In the middle of the 17th century, a very heavy black mineral found in North America (the density of strontium was 16.68 g/cm3) was sent to the British Museum for safekeeping. After about 150 years, until 1801, the British chemist C. Hatchett (1765-1847) accepted the ore analysis task of the British Museum, from which he discovered a new element and put It was named Columbium (later renamed 铌), in honor of the place where the mineral was first discovered - Colombia.
In 1802, the Swedish chemist AGEkaberg (1767-1813) made their analysis of a mineral (strontium) in Scandinavia. After the acid forms a fluorinated double salt, it is recrystallized to discover new elements. He refers to the name of Tantalus, the son of Zeus God in Greek mythology, and named the element Tantalum (钽).

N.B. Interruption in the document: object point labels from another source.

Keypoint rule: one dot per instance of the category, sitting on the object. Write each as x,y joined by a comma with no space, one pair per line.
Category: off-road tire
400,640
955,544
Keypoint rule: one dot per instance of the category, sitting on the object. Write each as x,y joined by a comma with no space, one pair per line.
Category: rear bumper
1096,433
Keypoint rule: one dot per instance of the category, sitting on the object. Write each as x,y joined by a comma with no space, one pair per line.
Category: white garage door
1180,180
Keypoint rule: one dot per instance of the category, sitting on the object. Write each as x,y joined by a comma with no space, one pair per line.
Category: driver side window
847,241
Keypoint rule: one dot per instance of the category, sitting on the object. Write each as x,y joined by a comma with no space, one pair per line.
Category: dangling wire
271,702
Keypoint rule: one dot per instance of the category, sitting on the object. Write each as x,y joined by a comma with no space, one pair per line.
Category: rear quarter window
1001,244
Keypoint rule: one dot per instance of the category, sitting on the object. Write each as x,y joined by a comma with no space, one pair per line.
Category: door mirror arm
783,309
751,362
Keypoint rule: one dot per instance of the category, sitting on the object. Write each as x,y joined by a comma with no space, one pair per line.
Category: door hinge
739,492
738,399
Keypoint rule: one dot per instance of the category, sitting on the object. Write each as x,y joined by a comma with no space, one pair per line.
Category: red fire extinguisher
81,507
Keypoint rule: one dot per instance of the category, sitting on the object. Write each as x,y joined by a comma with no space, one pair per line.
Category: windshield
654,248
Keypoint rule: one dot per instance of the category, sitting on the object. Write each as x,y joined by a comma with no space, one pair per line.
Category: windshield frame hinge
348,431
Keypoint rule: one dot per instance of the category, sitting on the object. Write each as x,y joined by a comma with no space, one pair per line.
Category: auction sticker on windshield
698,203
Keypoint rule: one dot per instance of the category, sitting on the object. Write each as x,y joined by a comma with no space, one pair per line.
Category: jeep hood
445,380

Because the nature of 钶 and 钽 are very similar, people once thought they were the same element. In 1809, the British chemist William Hyde Wollaston compared the oxides of strontium and barium. Although they obtained different density values, he believed that the two were identical substances.
By 1844, the German chemist Heinrich Rose (1795-1864) refuted the conclusion that bismuth and strontium were the same elements, and chemically determined that they are two different elements. In Greek mythology, Tantalus's daughter Niobe (the goddess of tears) and his son Pelops named the two elements "Niobium" and "Pelopium".